There are four ways you can excite an employer: demonstrate you can make money for the organization, save money, solve problems, and reduce the stress and pressure the boss is under. Those in accounting and finance are typically able to demonstrate all four when they succeed in quantifying their results. In your job sketches, concentrate on recalling past projects you worked on and determine what the results of those projects were.

With so much financial and accounting information computerized these days, it should be relatively easy to review past reports and demonstrate what your successes have been.

Although you will certainly want to let employers know what your duties were, devote the greatest amount of time to determining what your results have been.

Although more and more accountants now have experience in converting from one computerized accounting system to another, make the most of your experience. If a firm anticipates a conversion in the next 2-3 years, your conversion experience could make you very valuable. Don’t just indicate that you were involved in conversions, but also indicate the level of success. If the conversion was smooth, if the consultant indicated you had done a good job of preparing for the conversion, or if it was completed on schedule, say so. No conversion takes place without a hitch, so to say that it was a smooth conversion merely means that bugs were quickly fixed and that it was completed on schedule or close to schedule.

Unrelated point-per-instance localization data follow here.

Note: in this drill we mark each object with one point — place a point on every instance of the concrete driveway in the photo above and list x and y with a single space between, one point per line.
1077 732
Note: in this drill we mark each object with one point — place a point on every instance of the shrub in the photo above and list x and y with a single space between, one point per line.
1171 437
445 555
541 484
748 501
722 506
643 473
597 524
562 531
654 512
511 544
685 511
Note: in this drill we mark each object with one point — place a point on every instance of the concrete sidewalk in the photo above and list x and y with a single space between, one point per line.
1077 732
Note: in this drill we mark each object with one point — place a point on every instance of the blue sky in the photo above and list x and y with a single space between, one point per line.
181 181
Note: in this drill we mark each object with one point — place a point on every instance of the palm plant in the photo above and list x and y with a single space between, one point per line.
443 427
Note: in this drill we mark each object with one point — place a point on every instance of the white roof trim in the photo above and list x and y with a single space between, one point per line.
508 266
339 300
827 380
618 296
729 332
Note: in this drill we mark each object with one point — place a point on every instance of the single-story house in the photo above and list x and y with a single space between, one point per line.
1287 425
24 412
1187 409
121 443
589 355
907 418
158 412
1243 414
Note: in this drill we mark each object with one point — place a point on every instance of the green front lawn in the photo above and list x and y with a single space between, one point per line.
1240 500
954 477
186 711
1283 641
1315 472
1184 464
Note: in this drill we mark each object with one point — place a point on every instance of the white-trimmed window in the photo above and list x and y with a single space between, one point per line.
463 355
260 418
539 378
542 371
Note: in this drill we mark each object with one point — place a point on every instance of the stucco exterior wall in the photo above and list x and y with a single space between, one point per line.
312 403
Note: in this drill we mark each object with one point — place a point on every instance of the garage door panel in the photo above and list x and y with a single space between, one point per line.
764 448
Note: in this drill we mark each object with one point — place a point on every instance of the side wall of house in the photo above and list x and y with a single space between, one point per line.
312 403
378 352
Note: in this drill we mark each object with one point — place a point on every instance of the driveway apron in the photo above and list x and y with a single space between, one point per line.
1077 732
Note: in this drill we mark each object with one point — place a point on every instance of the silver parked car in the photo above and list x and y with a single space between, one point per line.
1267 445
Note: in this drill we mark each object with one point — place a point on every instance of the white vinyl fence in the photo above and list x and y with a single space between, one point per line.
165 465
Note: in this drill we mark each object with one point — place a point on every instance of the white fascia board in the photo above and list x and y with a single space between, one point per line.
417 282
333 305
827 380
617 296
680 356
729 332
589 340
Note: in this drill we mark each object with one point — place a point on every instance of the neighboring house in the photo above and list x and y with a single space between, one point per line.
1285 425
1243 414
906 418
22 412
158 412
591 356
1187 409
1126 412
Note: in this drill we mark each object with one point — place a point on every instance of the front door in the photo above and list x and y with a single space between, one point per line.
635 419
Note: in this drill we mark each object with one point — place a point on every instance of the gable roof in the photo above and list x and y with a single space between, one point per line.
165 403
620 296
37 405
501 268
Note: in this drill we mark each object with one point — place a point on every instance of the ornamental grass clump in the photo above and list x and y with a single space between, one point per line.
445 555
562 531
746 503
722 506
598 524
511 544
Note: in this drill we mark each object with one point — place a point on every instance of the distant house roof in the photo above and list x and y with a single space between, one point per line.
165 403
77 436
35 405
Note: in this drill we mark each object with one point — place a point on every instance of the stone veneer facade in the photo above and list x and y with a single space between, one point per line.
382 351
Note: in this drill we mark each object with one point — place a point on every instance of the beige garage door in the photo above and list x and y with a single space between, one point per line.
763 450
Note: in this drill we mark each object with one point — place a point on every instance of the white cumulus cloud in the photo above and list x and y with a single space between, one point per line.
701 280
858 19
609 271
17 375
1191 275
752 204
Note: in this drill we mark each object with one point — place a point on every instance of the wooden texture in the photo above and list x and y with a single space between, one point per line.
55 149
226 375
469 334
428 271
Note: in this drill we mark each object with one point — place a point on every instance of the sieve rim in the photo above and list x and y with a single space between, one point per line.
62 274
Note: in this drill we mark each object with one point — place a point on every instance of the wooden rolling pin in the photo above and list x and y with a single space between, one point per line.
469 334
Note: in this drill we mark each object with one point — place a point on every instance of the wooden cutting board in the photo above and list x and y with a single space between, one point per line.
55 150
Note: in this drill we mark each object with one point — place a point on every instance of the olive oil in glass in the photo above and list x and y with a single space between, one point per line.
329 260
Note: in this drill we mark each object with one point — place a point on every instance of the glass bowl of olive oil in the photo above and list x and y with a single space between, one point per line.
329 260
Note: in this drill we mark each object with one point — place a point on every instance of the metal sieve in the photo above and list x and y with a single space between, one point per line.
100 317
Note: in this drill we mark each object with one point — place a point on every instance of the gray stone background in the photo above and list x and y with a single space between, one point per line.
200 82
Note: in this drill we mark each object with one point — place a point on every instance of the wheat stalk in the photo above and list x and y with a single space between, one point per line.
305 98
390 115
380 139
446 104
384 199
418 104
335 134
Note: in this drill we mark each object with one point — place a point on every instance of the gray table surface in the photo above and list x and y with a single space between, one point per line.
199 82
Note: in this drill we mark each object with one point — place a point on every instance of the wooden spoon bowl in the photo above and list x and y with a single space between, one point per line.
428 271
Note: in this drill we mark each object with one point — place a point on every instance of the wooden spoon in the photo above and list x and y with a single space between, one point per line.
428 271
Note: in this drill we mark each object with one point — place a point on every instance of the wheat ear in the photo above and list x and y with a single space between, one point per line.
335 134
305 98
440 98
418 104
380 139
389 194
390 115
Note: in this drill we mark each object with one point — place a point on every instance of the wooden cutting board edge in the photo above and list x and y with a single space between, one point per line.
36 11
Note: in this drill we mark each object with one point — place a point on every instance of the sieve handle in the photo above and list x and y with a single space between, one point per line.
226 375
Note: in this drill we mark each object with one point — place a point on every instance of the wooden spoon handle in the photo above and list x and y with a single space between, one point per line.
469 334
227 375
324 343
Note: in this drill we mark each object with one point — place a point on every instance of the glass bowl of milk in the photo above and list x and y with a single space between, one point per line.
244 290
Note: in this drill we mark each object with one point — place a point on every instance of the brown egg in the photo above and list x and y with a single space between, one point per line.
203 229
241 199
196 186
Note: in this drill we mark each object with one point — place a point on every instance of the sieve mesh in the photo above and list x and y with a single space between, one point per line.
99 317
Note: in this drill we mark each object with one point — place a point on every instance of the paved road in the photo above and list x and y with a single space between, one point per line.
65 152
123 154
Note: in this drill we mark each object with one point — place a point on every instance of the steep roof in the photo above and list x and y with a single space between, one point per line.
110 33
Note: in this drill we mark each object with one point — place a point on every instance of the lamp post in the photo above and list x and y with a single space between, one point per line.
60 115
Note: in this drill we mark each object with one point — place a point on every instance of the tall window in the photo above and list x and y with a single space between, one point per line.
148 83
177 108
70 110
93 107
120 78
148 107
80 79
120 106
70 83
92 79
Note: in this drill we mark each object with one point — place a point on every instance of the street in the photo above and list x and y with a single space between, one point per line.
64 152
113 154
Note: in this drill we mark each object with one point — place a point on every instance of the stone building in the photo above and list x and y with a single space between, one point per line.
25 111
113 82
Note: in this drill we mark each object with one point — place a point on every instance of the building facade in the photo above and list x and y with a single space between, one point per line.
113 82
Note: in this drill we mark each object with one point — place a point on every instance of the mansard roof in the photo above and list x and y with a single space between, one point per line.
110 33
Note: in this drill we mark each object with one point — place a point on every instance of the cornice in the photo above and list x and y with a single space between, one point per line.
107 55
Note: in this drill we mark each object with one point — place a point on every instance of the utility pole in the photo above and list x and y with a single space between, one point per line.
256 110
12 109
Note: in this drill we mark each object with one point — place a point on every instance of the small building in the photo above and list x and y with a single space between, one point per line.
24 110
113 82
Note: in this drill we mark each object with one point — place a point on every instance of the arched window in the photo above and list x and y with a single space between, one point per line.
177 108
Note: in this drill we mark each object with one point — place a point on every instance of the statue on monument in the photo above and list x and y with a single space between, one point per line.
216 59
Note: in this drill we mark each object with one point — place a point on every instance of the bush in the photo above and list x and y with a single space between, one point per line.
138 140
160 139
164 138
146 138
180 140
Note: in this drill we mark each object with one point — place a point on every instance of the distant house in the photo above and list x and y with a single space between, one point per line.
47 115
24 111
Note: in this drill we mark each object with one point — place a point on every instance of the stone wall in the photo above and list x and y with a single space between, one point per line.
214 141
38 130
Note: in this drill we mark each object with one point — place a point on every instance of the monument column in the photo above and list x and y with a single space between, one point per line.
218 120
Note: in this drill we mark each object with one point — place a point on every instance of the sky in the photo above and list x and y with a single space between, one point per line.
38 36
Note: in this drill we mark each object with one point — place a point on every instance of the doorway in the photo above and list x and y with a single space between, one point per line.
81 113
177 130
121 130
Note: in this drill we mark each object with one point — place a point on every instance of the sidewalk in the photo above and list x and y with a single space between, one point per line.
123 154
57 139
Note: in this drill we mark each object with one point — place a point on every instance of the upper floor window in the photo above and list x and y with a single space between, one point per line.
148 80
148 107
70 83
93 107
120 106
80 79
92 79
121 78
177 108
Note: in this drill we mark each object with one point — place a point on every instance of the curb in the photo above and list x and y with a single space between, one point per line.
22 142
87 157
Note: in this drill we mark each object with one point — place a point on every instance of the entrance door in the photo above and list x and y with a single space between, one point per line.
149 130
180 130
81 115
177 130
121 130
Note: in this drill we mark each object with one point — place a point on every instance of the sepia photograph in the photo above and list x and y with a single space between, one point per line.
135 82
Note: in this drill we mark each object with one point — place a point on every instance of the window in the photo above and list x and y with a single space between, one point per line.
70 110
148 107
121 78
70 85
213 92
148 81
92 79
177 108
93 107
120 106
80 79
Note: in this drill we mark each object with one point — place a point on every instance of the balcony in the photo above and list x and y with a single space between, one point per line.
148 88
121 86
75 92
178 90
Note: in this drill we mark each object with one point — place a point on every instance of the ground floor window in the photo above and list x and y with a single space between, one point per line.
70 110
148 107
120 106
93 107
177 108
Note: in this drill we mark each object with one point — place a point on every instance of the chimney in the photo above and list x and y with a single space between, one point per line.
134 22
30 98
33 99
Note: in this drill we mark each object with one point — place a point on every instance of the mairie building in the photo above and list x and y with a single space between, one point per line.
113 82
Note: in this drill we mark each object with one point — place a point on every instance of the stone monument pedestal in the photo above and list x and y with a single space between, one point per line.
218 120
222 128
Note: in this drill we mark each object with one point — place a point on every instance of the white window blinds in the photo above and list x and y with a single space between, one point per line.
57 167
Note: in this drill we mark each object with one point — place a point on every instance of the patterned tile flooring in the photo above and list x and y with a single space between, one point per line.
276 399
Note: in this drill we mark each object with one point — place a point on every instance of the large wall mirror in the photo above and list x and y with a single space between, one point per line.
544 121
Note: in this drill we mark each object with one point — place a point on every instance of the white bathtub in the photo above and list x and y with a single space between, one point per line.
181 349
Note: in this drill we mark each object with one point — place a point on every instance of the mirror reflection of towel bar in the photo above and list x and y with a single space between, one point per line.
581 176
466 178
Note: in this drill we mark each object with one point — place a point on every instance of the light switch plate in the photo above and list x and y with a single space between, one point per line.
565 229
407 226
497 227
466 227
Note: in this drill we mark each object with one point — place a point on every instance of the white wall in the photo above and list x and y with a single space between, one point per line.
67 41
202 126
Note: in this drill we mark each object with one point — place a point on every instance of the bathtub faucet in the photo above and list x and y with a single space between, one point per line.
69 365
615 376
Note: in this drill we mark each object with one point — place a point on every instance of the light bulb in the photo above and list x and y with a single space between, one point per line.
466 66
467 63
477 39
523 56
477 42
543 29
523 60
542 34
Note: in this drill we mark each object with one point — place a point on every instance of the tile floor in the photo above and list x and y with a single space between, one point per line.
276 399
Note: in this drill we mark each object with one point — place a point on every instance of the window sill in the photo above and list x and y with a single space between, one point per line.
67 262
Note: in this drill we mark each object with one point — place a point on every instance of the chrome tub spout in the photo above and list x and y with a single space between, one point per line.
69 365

Look for various types of results. Did you produce new management reports or modify existing reports to make them more useful and timely? Many reports are extremely time sensitive, so if you reduced the time needed to produce a report from 14 days after quarter-end, to ten days after, that would make a strong statement.

Did you computerize an operation which had been done manually? Then calculate the number of man-hours saved. If it eliminated the need for a position, indicate that as well.

Perhaps you improved the accounting operation so well that your audits were much improved. Perhaps you could say that exceptions were reduced by a certain percentage or from ten the previous year to only one, or perhaps none.

If you were involved in accounts receivable perhaps you could state that 90-day and over receivables were reduced by a certain percent or that days outstanding were reduced from 40 to 30.

We’ve worked with numerous accountants who started making use of previously unutilized short-term cash. By creating a system for investing excess cash for a few days, we’ve seen controllers of small companies earn the equivalent of their salary just by doing so.

Other accounting people have found ways to reduce the transaction time on billings or reduce invoicing errors. Others have developed systems to avoid double paying invoices on their accounts payable.

Finance people have found ways to reduce interest expense on loans, have taken companies public and raised new monies, negotiated larger lines of credit, and found ways to reduce taxes.